Tuesday, March 25, 2014

No Weakness in Forgiveness

It had more sentimental value to Grace and Caleb Donnelly than anything else in the world—besides, of course, the couple’s wedding rings. It was a Cartier love bracelet that she bought in her hometown of Manilla, the capital of the Philippines. She couldn’t really afford it, but Grace wanted Caleb, who served in the Marines, to have something that represented her love for him.

The $9,500 bracelet had an engraved message: “You will always be in my heart wherever you go. I love you so much Caleb. Grace.” “I had that engraved to remind my husband that I will always love him and that I am the last thing he should worry about while he is deployed in Iraq,” she said.

But that precious token of love was stolen in the summer of 2011 when the Donnelly’s home was burglarized. When the thieves were caught, the judge sentenced them to make restitution to the couple—a lump sum of $15,000. Amazingly, the couple declined the money.

Instead, Grace wrote a letter of forgiveness to them, saying, "I have already forgiven you with or without an apology. . . . I will be praying for you." As Grace read the letter in the courtroom, the defendants all sat weeping. A lawyer involved in the case had practiced for 23 years and said he had “never met anyone as forgiving and truly Christian as Grace.”1

It has been said that forgiveness is the one supernatural act that humans can perform. In many ways that statement is true. We cannot raise the dead, or walk on water, but we can set someone free and overcome evil with good. One reason why forgiveness is so powerful is because it alters the destiny of both parties involved. Instead of justice, the offender receives mercy. Instead of bitterness, the forgiver receives freedom and healing.

Christian author Lewis Smedes described this phenomenon when he wrote, “When you forgive someone you slice away the wrong from the person who did it. You disengage that person from his hurtful act. You recreate him. At one moment you identify him ineradicably as the person who did you wrong. The next moment you change that identity. He is remade in your memory. You think if him now not as the person who hurt you, but a person who needs you. You feel him now not as the person who alienated you, but as the person who belongs to you. Once you branded him as a person powerful in evil, but now you see him as a person weak in his needs. You recreated your past by recreating there person whose wrong made you past painful.”2

While all that sounds high and lofty, let’s face it forgiveness is often the most difficult act to perform. Some of life’s hurts are so deep and painful that to forgive the people who caused them seems impossible.
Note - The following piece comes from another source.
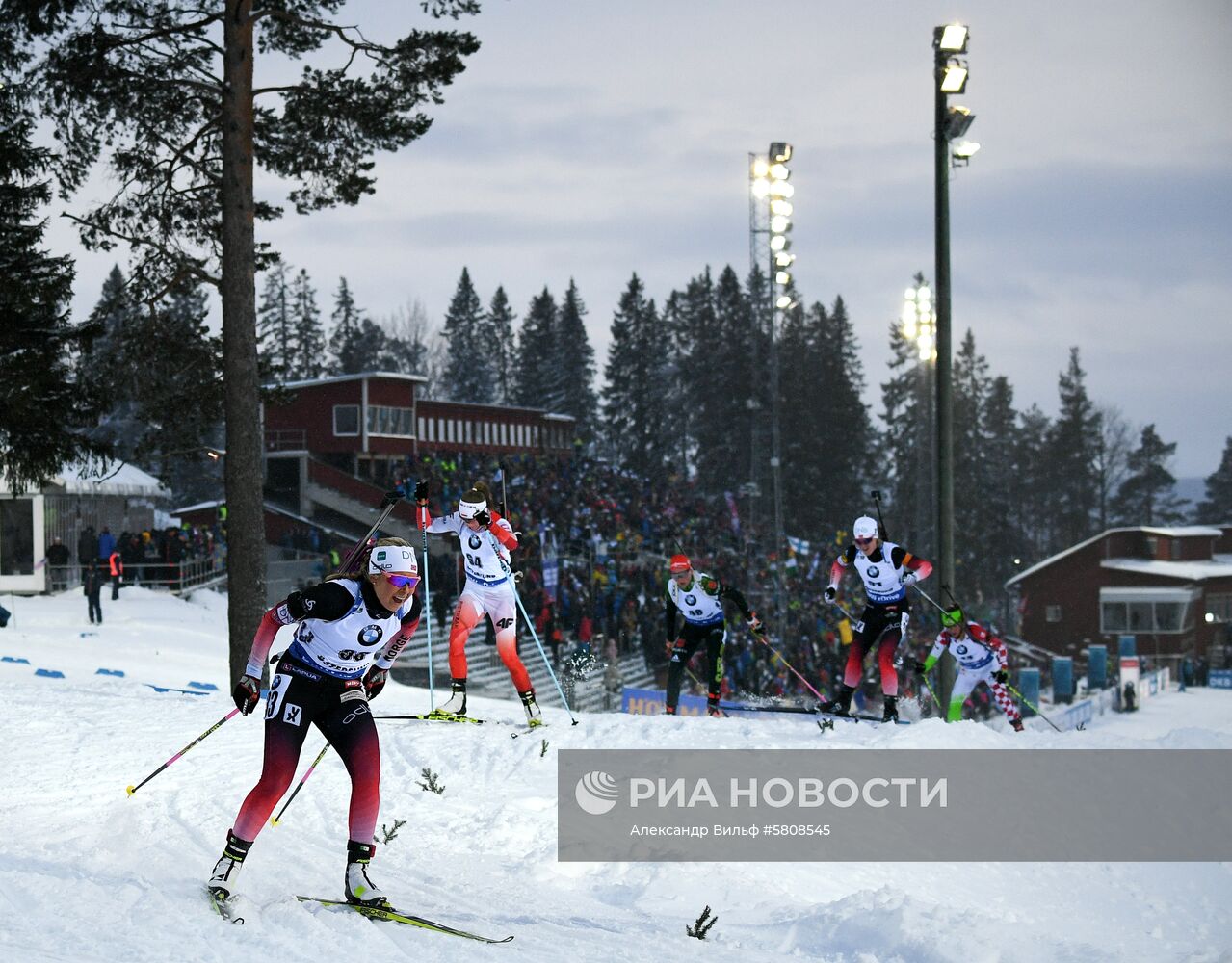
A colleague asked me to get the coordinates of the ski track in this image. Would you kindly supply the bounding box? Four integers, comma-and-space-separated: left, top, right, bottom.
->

That’s what makes Jesus words so scandalous in Matthew 18:21-22, “Then Peter came up and said to him, “Lord, how often will my brother sin against me, and I forgive him? As many as seven times?” Jesus said to him, “I do not say to you seven times, but seventy-seven times.”

Jesus’ answer was not meant to be taken as a literal number. What Jesus teaches us is that as His followers we have been forgiven far more than what we will ever be asked to forgive. We must cultivate a spirit of forgiveness, rather than a habit of counting offenses. Since we all need forgiveness, we should always be willing to forgive.

Forgiveness is not a case of ‘holy amnesia’ that wipes out the past. Instead, it is the experience of healing that drains the poison from the wound.” God asks us to do for others what He has done for us through Jesus Christ. If we are willing He’ll give us strength to forgive.    

Sources 

Portsia Smith, “Letter of forgiveness,” February 21, 2013. news.fredericksburg.com/newsdesk/2013/02/21/letter-of-forgiveness-moves-caroline-court (accessed 3-8-2013)

Lewis Smedes, quoted by Philip Yancey, What’s so Amazing about Grace (Grand Rapids, MI: Zondervan, 1997), 102-103.